Nigeria attempted to remove fuel subsidies in January, prompting more than a week of strikes and public protests after the price of petrol more than doubled. President Goodluck Jonathan then partially reinstated subsidies.

Meanwhile, a meeting has been scheduled today in Abuja by the House of Representatives minority leader/ leader of opposition, Femi Gbajabiamila, for all opposition parties reportedly to reach a unified understanding and position on the PIB.

The meeting, which comes in the lead-up to debates on the controversial PIB, signals a stormy session as opposition parties will be working to present a unified position to check the House from being controlled by the ruling Peoples Democratic Party's agenda.

House Speaker Aminu Waziri Tambuwal at last Tuesday's plenary directed members wishing to contribute to the debate to submit their names to the chief whip or deputy whip preparatory for this week's deliberation.

The 360-member House of Representatives is made up of 163 opposition members; the PDP accounts for the rest. They are: Accord Party (5), Action Congress of Nigeria, ACN (71), All Nigeria Peoples Party, ANPP (27), All Progressives Grand Alliance, APGA (7), Congress for Progressive Change, CPC (40), Democratic Peoples Party, DPP (2) and Labour Party (11).

LEADERSHIP can also report that the lawmakers were being lobbied by fellow representatives of northern extraction for support for the creation of the National New Frontier Exploration Agency touted as a largely north-driven bargain as part of ongoing ethnic/political positioning on the PIB.

The new bill, which federal lawmakers have agreed to merge with the PIB in part, will pursue exploration and production of oil and gas in the frontiers of Chad Basin, Dahomey Basin, Imo Basin, Benue Trough and Sokoto Basin.

The lawmakers are also making moves to whittle down the perceived unlimited powers conferred on the minister of petroleum resources, Mrs. Diezani Alison-Madueke, by the PIB, in view of her oversight of the proposed unbundling and deregulation of the oil sector.

Going by provisions of the ambitious 223-page PIB, the oil minister will supervise all the oil institutions, including the regulator that used to be independent. Also, any person or company who fails to comply with an order made by or on behalf of the minister is liable to a fine or jail sentence - provisions the lawmakers are uncomfortable with.
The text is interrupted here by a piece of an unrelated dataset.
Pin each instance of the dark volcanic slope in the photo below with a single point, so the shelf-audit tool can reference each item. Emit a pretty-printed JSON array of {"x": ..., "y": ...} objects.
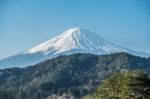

Another contentious area borders on taxes. The PIB provides that oil companies will contribute 10 per cent of net profits from their Nigerian operations to the proposed Petroleum Host Communities Fund for Niger Delta communities, less royalties, deductions and allowances, hydrocarbon tax and income tax - an arrangement that strikes at the heart of the touchy onshore-offshore oil dichotomy debate.

However, there is little clarity on how the money will be paid or whether the communities will receive it directly or via the government, which opens the possibility of political interference.

For the second time, the House last Tuesday resolved to stay debates on the general principle of the PIB till this week to enable its leadership receive briefing from Alison-Madueke on the contentious bill.

Last week, Alison-Madueke said interests angling for her sack were doing so because she had refused to continue the "business as usual" tradition driven by age-long cartels in the petroleum sector.

"Those fighting the government in the media are doing so because we have been able to frustrate their efforts in strangulating the economy through their devilish black market and questionable profiteering at the expense of the Nigerian people. What is hurting them is that we have put policies in place where they can no longer cheat the government and cause untold hardship for millions of Nigerians," the minister told State House correspondents at the presidential villa.